- Though Sears narrowly escaped its demise when it was bought out of bankruptcy by ESL Investments in February, the ailing department store is still showing signs of struggling.
- We visited the only standing Sears department store in New York City and got a sense of the issues that the beleaguered company continues to face.
- Visit Business Insider’s homepage for more stories.
It’s been a tough year for department stores, but particularly for Sears.
The 126-year-old company is hanging by a thread after narrowly escaping liquidation. In February, Sears’ chairman, Eddie Lampert, won court approval to buy Sears out of bankruptcy, ultimately allowing 400 stores to stay open and preserving 45,000 jobs.
Though Lampert’s Hail Mary pass prevented Sears from closing its doors for good, the company is still gasping for air. In April, Sears revoked its life-insurance policies for some of its 90,000 retirees, a move expected to leave many of them ineligible for additional coverage.
That same month, the company shuttered its “store of the future” in Oak Brook, Illinois, fully liquidating its inventory and closing the doors for good only six months after reopening. The demise of the store – which took a year to renovate and was intended to be a prototype for a modernised Sears store – is telling for the future of the company, Neil Saunders, a managing director at the consultancy GlobalData Retail, said in a statement in April.
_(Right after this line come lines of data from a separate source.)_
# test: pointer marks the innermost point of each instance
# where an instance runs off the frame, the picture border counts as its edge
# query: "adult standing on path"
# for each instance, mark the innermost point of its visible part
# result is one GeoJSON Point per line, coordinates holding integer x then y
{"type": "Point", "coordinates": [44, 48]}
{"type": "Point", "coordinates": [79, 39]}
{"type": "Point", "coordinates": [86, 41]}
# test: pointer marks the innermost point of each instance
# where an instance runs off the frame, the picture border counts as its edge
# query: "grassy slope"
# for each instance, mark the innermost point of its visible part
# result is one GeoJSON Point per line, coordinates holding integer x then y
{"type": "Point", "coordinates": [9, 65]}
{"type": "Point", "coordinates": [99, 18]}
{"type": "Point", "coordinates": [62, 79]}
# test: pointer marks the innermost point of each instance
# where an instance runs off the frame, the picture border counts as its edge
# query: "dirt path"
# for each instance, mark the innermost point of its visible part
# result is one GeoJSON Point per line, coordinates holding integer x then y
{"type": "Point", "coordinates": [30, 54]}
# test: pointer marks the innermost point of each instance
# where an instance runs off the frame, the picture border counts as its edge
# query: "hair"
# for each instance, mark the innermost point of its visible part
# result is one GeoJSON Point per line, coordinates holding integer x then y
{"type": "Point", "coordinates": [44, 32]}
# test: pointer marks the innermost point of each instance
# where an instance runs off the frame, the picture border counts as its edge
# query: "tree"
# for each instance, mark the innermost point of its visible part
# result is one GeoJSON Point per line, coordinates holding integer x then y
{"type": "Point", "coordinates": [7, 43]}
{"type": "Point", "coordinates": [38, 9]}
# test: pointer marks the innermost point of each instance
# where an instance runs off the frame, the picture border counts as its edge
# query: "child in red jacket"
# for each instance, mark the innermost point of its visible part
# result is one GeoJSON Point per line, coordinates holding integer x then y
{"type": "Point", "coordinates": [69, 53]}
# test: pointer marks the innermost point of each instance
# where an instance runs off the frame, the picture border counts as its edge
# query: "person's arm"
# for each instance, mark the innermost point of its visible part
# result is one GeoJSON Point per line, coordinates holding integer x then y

“It underlines the fact that Sears does not have a credible plan for its long-term survival,” Saunders said. “Making stores a bit nicer and reducing space are sensible steps, but they do not represent a holistic solution.”
In addition to experimenting with store design in the past year, Sears also tested concepts like a Sears-Kmart hybrid store, which opened in Brooklyn, New York, in June 2018. Though the store is still standing, the format remains just as clunky and disorganized a year later.
Here’s what we saw on a recent visit to the Brooklyn store:
As we approached the Sears-Kmart store in Brooklyn’s Flatbush neighbourhood, we saw remnants of an earlier, more prosperous time for the store’s now defunct holding company, Sears, Roebuck, and Co.
Several parts of the outside facade had clearly seen better days.
Locating the actual entrance to the store was like navigating a maze and required walking around the perimeter of the store and entering a parking lot.
At long last, we found the entrance to the parking lot …
… and finally reached the entrance, having first accidentally walked into a Sears storage facility.
The entryway included an odd assortment of machines and an obscured sales sign.
Still, there were a decent number of shoppers for a Tuesday afternoon.
The first thing we noticed was that there were several empty racks throughout the store. Here was one we spotted in the accessories department.
And another we saw in the children’s toy department.
In other areas, including home goods, the shelves were sparse.
The adjacent appliance section was equally sparse.
Other parts of the store were especially messy. In the women’s department, we found scarves strewn across the ground.
This nearby display of bags was in a similar state of disarray.
In the men’s department, boxers and briefs were piled haphazardly on a rolling shelf sticking out into the aisle.
As we kept walking, we saw more strange displays in the middle of aisles.
The tidiest sections of the store were dedicated to Sears’ private-label lines, like Simply Styled. These areas received minimal foot traffic, however, on the day of our visit.
The shoe department also features private-label products made by Roebuck & Co.
The store tried to incorporate some local flair in one section that sold products with branding from New York-area sports teams, but it felt a bit contrived.
We found various unmanned kiosks encouraging shoppers to join the Sears membership program.
The fitting rooms were especially bleak. We didn’t see a single shopper trying on apparel, nor a sales associate.
There were also signs scattered around the store promoting the Sears Online Layaway program, where shoppers can make multiple payments on select items.
After we had seen all the Sears had (and didn’t have) to offer, we followed the signs to the Kmart.
But once we reached the bottom of the escalator, there was no Kmart to be found.
We wandered around the appliance section for a while, stumbling upon more disorganized products …
… unsorted boxes of goods begging to be put on shelves …
… and half-empty displays.
We circled past the mattress and Sears optical sections, still searching for the Kmart store.
Eventually we found a sign for the Kmart, just past the mattresses. It has a separate barrier and register, making it feel like a different store.
Once we were finally inside the Kmart, there were few people to be found. Shoppers are required to make Kmart purchases separately in this area and are prohibited from bringing unpurchased items into Sears.
The shelves were significantly more stocked and organised than the Sears store’s.
But ultimately, it seems as if not even the help of an experimental Kmart concept store will get Sears out of the hole.